I tried to decode this using this code (there is more data in other columns, text is in 3rd column):

with open('data.csv','rt',encoding='utf-8') as f:
    reader = csv.reader(f,delimiter=',')
    for row in reader:
        print(row[3])

But, it doesn't decode the text. I cannot use .decode('utf-8') as the csv reader reads data as strings i.e. type(row[3]) is 'str' and I can't seem to convert it into bytes, the data gets encoded once more!

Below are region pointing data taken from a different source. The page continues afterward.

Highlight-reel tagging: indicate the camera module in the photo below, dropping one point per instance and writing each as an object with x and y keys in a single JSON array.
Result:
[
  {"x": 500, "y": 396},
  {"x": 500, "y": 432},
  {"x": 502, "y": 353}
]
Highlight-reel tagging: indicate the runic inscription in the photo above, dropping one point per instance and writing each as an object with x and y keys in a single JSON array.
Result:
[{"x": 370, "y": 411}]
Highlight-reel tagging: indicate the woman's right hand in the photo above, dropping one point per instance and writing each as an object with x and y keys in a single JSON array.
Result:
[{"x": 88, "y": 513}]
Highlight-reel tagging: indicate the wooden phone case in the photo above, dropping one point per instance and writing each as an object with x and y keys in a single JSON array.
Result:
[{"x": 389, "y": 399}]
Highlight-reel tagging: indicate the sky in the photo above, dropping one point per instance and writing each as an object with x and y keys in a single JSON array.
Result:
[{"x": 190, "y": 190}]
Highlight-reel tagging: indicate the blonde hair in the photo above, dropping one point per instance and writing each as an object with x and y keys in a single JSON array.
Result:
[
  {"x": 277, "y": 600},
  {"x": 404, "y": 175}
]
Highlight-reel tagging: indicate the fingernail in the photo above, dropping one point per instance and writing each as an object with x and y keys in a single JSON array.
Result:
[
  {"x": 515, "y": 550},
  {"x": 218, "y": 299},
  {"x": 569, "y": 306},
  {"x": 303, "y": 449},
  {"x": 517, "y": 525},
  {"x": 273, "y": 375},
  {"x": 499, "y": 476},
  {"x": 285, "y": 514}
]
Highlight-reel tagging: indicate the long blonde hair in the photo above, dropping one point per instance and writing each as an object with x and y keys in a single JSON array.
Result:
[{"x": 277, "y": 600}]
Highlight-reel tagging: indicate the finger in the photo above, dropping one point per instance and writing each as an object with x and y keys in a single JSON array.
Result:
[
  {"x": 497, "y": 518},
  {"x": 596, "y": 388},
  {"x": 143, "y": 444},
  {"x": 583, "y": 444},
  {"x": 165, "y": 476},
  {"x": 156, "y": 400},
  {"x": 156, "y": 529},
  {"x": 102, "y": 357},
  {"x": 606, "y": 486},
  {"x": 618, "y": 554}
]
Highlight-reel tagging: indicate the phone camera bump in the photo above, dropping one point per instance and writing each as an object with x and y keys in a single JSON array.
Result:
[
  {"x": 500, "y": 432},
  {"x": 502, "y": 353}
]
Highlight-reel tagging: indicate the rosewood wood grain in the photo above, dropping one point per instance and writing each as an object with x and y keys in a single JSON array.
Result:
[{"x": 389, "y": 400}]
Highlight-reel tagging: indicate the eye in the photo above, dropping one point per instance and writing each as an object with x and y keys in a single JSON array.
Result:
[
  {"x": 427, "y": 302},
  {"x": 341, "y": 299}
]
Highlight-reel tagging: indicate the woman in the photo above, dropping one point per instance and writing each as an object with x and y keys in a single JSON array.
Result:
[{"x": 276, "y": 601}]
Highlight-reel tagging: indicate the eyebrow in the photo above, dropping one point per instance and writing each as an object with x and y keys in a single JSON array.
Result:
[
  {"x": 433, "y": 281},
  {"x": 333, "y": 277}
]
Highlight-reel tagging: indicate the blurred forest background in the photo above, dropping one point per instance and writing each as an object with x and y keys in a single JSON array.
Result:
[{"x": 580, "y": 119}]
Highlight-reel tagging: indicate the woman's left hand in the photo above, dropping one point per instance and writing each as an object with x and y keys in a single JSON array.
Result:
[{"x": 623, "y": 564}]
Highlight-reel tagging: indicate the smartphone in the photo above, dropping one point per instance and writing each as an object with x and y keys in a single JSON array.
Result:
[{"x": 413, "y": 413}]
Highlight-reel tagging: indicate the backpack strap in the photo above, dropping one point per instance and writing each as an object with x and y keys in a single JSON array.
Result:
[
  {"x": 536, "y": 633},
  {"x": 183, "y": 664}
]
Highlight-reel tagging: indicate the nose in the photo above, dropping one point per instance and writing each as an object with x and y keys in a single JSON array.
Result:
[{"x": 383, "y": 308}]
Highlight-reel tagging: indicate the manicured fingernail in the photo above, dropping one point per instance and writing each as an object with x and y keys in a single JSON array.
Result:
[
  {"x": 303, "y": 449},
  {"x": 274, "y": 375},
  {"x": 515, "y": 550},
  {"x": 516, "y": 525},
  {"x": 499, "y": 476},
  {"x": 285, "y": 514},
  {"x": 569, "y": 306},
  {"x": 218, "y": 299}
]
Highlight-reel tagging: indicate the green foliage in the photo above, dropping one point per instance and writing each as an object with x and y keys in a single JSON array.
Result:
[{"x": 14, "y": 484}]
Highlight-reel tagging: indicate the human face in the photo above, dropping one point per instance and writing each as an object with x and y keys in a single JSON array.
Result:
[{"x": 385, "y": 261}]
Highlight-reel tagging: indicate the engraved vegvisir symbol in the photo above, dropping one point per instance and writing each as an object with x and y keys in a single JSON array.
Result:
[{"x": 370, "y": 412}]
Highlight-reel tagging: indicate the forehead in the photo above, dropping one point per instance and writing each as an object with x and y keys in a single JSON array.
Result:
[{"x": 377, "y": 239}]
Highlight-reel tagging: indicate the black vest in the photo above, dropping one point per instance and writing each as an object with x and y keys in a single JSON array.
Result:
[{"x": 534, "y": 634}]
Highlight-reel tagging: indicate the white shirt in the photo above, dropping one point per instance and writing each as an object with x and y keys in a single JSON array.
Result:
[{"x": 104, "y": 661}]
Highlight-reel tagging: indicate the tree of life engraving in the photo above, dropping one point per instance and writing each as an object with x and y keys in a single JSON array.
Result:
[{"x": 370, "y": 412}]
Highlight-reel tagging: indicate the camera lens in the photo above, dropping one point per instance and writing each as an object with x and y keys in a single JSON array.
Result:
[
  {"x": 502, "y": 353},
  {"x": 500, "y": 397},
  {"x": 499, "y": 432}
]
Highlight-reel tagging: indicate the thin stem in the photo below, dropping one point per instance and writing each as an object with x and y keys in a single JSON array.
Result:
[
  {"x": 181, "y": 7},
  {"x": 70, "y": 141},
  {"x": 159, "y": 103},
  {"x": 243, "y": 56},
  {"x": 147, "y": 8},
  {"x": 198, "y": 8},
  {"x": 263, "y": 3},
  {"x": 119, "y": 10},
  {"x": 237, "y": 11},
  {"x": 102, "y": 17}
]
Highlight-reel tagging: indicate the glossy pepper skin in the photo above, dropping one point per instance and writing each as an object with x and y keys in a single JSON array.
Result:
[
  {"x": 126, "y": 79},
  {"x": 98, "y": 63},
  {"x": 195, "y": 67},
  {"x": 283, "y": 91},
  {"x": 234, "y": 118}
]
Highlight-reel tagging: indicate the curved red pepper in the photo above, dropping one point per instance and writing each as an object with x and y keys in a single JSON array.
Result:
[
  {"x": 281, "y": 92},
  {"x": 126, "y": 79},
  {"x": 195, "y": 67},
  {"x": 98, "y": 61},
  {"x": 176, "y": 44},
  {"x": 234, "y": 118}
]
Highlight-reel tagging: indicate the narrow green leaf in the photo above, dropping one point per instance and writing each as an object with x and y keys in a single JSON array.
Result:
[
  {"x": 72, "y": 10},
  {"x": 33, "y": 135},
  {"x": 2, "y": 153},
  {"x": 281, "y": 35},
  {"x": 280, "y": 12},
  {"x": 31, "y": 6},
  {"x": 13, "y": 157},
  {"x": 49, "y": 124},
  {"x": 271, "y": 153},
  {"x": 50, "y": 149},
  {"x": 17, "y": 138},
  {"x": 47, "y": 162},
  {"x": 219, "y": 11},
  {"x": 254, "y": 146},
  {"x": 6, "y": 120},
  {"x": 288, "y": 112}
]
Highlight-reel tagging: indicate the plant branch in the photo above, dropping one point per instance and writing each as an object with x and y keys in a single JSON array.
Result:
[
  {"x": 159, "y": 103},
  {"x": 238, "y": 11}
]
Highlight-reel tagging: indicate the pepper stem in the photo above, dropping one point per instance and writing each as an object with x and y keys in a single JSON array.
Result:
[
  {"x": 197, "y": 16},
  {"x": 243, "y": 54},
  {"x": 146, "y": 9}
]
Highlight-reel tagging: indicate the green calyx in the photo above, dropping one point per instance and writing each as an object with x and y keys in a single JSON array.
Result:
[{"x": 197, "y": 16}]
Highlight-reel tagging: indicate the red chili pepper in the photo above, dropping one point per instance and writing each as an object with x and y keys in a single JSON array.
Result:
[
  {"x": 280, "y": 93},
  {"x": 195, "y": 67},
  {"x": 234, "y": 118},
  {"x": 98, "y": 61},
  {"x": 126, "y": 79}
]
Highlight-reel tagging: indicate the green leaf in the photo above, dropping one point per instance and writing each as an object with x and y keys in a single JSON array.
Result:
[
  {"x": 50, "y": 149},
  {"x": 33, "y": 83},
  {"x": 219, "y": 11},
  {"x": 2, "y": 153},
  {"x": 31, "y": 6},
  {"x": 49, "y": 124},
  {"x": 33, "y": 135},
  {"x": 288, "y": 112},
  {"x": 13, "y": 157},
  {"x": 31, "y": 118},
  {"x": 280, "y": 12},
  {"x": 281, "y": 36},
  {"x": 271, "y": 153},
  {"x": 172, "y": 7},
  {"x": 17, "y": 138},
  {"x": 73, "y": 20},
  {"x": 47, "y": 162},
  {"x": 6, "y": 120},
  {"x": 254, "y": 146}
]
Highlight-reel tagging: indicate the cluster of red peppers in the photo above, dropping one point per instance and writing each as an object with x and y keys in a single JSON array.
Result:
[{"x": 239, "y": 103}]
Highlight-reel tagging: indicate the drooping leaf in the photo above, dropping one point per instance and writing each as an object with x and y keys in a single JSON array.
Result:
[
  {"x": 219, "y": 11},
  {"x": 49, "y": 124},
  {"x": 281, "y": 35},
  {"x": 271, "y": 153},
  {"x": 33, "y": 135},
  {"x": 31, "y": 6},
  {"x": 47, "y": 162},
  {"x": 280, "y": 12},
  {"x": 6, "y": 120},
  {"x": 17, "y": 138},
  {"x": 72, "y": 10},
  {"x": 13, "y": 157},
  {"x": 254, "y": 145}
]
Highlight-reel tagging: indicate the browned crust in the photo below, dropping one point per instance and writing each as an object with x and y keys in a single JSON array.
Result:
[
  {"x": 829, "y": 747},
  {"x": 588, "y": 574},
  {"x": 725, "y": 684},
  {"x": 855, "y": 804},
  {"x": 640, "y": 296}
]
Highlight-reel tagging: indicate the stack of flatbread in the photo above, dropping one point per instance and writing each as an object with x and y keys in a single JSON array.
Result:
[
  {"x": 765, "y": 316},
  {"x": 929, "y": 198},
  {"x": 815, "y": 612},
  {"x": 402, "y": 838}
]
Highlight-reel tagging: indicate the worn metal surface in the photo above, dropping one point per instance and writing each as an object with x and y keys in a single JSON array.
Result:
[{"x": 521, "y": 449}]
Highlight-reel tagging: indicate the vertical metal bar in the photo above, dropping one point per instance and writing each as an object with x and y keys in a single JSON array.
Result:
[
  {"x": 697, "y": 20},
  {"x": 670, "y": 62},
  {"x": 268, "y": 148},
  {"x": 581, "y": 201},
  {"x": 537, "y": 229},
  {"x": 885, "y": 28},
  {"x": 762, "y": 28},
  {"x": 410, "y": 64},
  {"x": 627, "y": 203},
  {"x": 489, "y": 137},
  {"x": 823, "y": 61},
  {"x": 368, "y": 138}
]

How can I decode the text data?

Edit: Here's a sample line from the csv file:

67783591545656656999,3415844,1450443669.0,b'Virginia School District Closes After Backlash Over Arabic Assignment: The Augusta County school district in\xe2\x80\xa6  | @abcde',52,18

Note: If the solution is in the encoding process, please note that I cannot afford to download the entire data again.

martineau
  • 119,623
  • 25
  • 170
  • 301
gitmorty
  • 263
  • 1
  • 2
  • 8
  • Please show at least one complete line from your file exactly as it appears if you open that file in a text editor. We can't reproduce your problem without both your code and your data. – BoarGules Dec 10 '17 at 17:23
  • I'm sorry. I have added an example. Save that line in a file with .csv extension. – gitmorty Dec 10 '17 at 17:49
  • So the csv file literally has strings in it which are represented with a `b` prefix on them, like the `b'Virginia...'`? – martineau Dec 10 '17 at 18:08
  • 3
    Whatever produced that CSV is broken and should be repaired. – tripleee Dec 10 '17 at 18:10

3 Answers3

15

The easiest way is as below. Try it out.

import csv
from io import StringIO

byte_content = b"iam byte content"
content = byte_content.decode()
file = StringIO(content)
csv_data = csv.reader(file, delimiter=",")
7

If your input file really contains strings with Python syntax b prefixes on them, one way to workaround it (even though it's not really a valid format for csv data to contain) would be to use Python's ast.literal_eval() function as @Ry suggested — although I would use it in a slightly different manner, as shown below.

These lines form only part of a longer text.